Ubuntu 16.04 LTSから18.04 LTSへのアップグレードは、最初のポイントリリースである「18.04.1 LTS」がリリースされた後にサポートされる予定です。このページでは、アップグレードが正式にサポートされる前に、Ubuntu 16.04 LTS(サーバー版)をUbuntu 18.04 LTSに「先行アップグレード」する方法を解説します。
なお、デスクトップ版の先行アップグレードについては以下の記事を参照してください。
ポイントリリースされても…すぐにはアップグレードできず
7月26日、Ubuntu 18.04 LTSで最初の「ポイントリリース」である「18.04.1」がリリースされました。これにより、近いうちに1つ前の「長期サポート版(LTS)」である「Ubuntu 16.04 LTS」から「Ubuntu 18.04 LTS」へのアップグレードがサポートされるようになるはずです。

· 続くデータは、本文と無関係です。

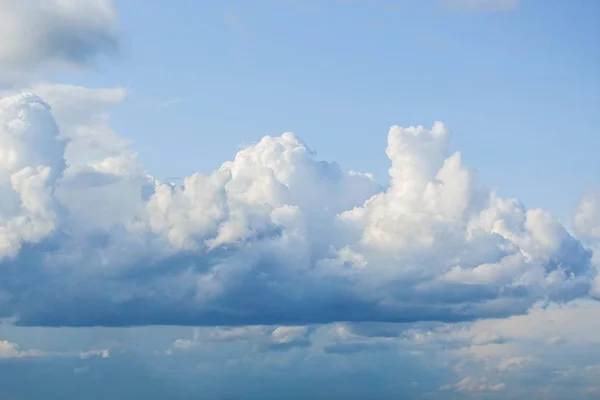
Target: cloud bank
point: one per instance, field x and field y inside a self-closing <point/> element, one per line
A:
<point x="274" y="236"/>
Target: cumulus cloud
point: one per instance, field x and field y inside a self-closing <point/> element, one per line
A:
<point x="480" y="5"/>
<point x="274" y="236"/>
<point x="54" y="33"/>
<point x="586" y="221"/>
<point x="470" y="384"/>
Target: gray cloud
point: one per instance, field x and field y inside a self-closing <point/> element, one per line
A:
<point x="274" y="237"/>
<point x="37" y="34"/>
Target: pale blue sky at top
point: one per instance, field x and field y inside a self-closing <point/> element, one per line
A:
<point x="519" y="84"/>
<point x="163" y="235"/>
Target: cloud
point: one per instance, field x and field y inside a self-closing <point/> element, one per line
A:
<point x="12" y="350"/>
<point x="480" y="5"/>
<point x="55" y="33"/>
<point x="273" y="237"/>
<point x="470" y="384"/>
<point x="586" y="222"/>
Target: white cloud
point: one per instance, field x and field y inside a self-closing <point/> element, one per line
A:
<point x="37" y="34"/>
<point x="470" y="384"/>
<point x="513" y="363"/>
<point x="12" y="350"/>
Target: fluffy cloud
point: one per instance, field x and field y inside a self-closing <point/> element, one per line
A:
<point x="586" y="221"/>
<point x="480" y="5"/>
<point x="273" y="237"/>
<point x="54" y="33"/>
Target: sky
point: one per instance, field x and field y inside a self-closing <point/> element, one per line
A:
<point x="308" y="199"/>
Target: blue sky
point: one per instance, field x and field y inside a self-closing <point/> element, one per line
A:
<point x="430" y="229"/>
<point x="518" y="84"/>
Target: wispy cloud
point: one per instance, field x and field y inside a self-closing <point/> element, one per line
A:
<point x="480" y="5"/>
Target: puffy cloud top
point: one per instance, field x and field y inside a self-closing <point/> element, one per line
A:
<point x="36" y="34"/>
<point x="273" y="237"/>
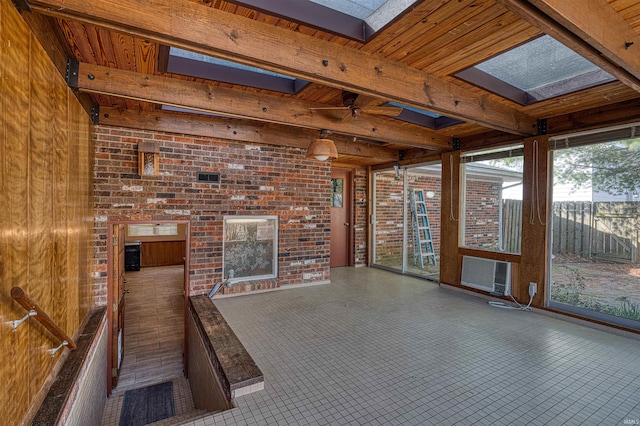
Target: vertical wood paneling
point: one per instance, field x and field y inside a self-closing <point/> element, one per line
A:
<point x="46" y="222"/>
<point x="60" y="201"/>
<point x="40" y="284"/>
<point x="533" y="267"/>
<point x="15" y="124"/>
<point x="450" y="261"/>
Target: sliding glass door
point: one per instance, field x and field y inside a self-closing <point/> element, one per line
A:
<point x="406" y="224"/>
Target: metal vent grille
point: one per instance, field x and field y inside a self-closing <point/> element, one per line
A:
<point x="209" y="177"/>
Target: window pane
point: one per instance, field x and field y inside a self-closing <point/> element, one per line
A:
<point x="493" y="201"/>
<point x="595" y="237"/>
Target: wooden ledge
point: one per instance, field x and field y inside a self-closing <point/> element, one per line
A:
<point x="63" y="387"/>
<point x="235" y="367"/>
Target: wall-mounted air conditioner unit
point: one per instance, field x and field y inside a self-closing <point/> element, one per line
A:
<point x="489" y="275"/>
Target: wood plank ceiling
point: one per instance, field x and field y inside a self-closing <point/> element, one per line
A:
<point x="428" y="44"/>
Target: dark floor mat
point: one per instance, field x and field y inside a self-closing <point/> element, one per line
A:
<point x="147" y="405"/>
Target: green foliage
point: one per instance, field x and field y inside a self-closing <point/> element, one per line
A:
<point x="573" y="293"/>
<point x="610" y="167"/>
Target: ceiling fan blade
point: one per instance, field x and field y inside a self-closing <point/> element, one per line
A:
<point x="390" y="111"/>
<point x="330" y="108"/>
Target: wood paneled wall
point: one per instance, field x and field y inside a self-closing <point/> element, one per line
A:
<point x="46" y="218"/>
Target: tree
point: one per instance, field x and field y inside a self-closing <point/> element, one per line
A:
<point x="612" y="167"/>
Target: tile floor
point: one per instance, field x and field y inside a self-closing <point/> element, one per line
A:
<point x="382" y="349"/>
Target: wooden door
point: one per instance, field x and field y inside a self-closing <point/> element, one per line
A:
<point x="340" y="218"/>
<point x="117" y="287"/>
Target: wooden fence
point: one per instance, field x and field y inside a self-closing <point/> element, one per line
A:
<point x="605" y="231"/>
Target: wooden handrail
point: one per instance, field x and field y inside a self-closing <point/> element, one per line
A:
<point x="25" y="301"/>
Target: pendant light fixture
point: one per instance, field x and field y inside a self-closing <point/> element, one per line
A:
<point x="322" y="149"/>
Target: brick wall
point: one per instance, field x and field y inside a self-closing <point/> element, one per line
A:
<point x="255" y="180"/>
<point x="389" y="222"/>
<point x="482" y="219"/>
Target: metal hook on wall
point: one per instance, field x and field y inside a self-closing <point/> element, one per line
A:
<point x="54" y="350"/>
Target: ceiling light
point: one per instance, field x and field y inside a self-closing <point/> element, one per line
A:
<point x="322" y="148"/>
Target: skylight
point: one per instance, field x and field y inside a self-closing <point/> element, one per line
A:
<point x="422" y="117"/>
<point x="209" y="68"/>
<point x="535" y="71"/>
<point x="356" y="19"/>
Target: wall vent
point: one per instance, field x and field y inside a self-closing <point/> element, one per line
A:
<point x="489" y="275"/>
<point x="209" y="177"/>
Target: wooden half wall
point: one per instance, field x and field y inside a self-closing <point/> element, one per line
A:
<point x="46" y="218"/>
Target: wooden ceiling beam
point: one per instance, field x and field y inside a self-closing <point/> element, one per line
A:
<point x="621" y="113"/>
<point x="562" y="29"/>
<point x="243" y="104"/>
<point x="237" y="130"/>
<point x="206" y="30"/>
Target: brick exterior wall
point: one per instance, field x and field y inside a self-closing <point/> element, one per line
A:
<point x="482" y="221"/>
<point x="481" y="214"/>
<point x="255" y="180"/>
<point x="389" y="225"/>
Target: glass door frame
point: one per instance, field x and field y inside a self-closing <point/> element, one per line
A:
<point x="404" y="172"/>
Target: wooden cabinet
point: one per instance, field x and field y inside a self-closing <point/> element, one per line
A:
<point x="162" y="253"/>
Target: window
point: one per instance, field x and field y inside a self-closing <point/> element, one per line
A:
<point x="180" y="61"/>
<point x="355" y="19"/>
<point x="492" y="185"/>
<point x="535" y="71"/>
<point x="594" y="241"/>
<point x="152" y="230"/>
<point x="422" y="117"/>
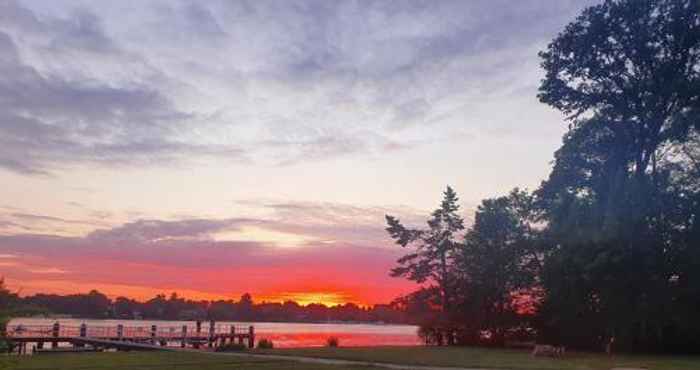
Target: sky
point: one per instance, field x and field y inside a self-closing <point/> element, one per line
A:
<point x="222" y="147"/>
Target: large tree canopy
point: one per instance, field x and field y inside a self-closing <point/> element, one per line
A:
<point x="621" y="201"/>
<point x="634" y="63"/>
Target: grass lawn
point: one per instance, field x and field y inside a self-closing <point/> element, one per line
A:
<point x="155" y="361"/>
<point x="494" y="358"/>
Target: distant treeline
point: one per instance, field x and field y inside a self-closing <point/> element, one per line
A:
<point x="605" y="253"/>
<point x="96" y="305"/>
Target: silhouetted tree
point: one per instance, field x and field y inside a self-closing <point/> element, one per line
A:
<point x="432" y="259"/>
<point x="435" y="247"/>
<point x="619" y="206"/>
<point x="501" y="257"/>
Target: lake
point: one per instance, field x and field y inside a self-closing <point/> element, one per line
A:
<point x="283" y="334"/>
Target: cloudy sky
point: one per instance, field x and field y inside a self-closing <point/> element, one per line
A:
<point x="222" y="147"/>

しかし8月5日現在、「Ubuntu 16.04 LTS サーバー版」で「do-release-upgrade」コマンドを実行しても以下のように「No new release found.」と表示され、アップグレードはできません。
$ do-release-upgrade
Checking for a new Ubuntu release
No new release found.
長期サポート版をインストールした場合、「do-release-upgrade」コマンドによるアップグレード対象は、デフォルトで「長期サポート版(LTS)」のみとなっています。通常リリースは対象外です。これは、「/etc/update-manager/release-upgrades」に設定されています。内容は以下の通りです。変更することも可能です(後述)。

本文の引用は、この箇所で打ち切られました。